Peter nickte langsam, doch er hatte nicht wirklich verstanden, was sie gesagt hatte. Rosie kannte ihren besten Freund gut genug, um zu wissen, wann er in Gedanken war und wann nicht. Es war ein höfliches Nicken gewesen, eine einfache Körperreaktion auf ihren kleinen Schlag gegen seinen Brustkorb. Leise aufseufzend folgte sie seinem Blick. Natürlich. MJ. Innerhalb einer Sekunde sank Rosies Laune in den Keller, auch wenn sie sich die grösste Mühe gab, sich dies nicht anmerken zu lassen. Sie verstand die Faszination ihres besten Freundes für das Mädchen nicht. Natürlich, MJ war grossartig. Sie war wunderschön, klug und Rosie würde nicht zögern zu sagen, dass das braunhaarige Mädchen zu ihren engsten Bekannten zählte, doch Peters Gefühle waren aus dem Nichts gekommen. In einem Moment war er noch der alte Peter gewesen, hatte unsicher eine Einladung zum Ball in ihre Richtung gestammelt, da sie ja beste Freunde waren und beide kein Interesse daran gehabt hatten, ihren Abend mit jemandem zu verbringen, den sie nicht wirklich mochten und im nächsten Moment liess er sie auf der Tanzfläche stehen, rannte vor ihr weg, verzichtete in den nächsten Tagen darauf, sich bei ihr zu melden, wie er es normalerweise beinahe jeden Tag drei bis vier Mal getan hatte. Und dann passierte der "Blip".

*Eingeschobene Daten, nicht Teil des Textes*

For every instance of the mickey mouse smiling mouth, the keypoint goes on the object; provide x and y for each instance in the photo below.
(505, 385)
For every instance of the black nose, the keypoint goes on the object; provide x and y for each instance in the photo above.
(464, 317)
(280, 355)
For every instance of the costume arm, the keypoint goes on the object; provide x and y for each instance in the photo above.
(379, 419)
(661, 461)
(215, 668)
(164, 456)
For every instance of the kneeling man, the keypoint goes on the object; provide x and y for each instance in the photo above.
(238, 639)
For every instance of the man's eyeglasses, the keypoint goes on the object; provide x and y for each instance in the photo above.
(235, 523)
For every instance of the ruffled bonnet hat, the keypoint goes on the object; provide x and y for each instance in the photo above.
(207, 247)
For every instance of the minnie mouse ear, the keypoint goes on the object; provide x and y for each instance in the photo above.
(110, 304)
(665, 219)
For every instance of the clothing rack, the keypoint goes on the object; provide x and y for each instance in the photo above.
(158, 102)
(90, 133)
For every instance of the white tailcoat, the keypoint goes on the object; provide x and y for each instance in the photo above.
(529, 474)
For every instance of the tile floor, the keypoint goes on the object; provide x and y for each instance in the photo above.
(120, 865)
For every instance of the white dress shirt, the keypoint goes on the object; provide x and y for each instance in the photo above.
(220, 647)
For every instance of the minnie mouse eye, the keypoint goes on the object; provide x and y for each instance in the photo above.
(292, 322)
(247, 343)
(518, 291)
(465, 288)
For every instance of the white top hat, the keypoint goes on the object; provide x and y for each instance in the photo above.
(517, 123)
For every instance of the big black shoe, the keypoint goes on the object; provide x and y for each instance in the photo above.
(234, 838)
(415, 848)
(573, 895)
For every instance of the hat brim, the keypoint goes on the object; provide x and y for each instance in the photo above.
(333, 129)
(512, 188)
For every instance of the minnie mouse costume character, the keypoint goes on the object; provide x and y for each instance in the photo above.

In Peters Zimmer aufwachend, hatte sie nichts mehr gewollt als ihn zu sehen. Eine Erklärung hatte sie nicht interessiert, sie hatte nicht verstehen wollen, wieso sie sich aufgelöst hatte, hatte mit niemandem darüber sprechen wollen, das Einzige, was sie wirklich gewollt hatte, war Peter zu sehen und ihn in Sicherheit zu wissen. Sie hatte ihn in die Arme schliessen wollen, wissend, dass das und nur das sie beruhigen würde. Doch er war weg gewesen und war auch nicht nach Stunden, in denen sie in seinem Zimmer gewartet hatte, aufgetaucht. Das nächste Mal, dass sie ihn gesehen hatte, war in der Schule gewesen, wo sie dann nach einigen Tagen hatte feststellen müssen, dass sich irgendetwas verändert hatte. Ihre Freundschaft war angespannter, kühler und Peter hatte aus dem Nichts ein Interesse an MJ entwickelt.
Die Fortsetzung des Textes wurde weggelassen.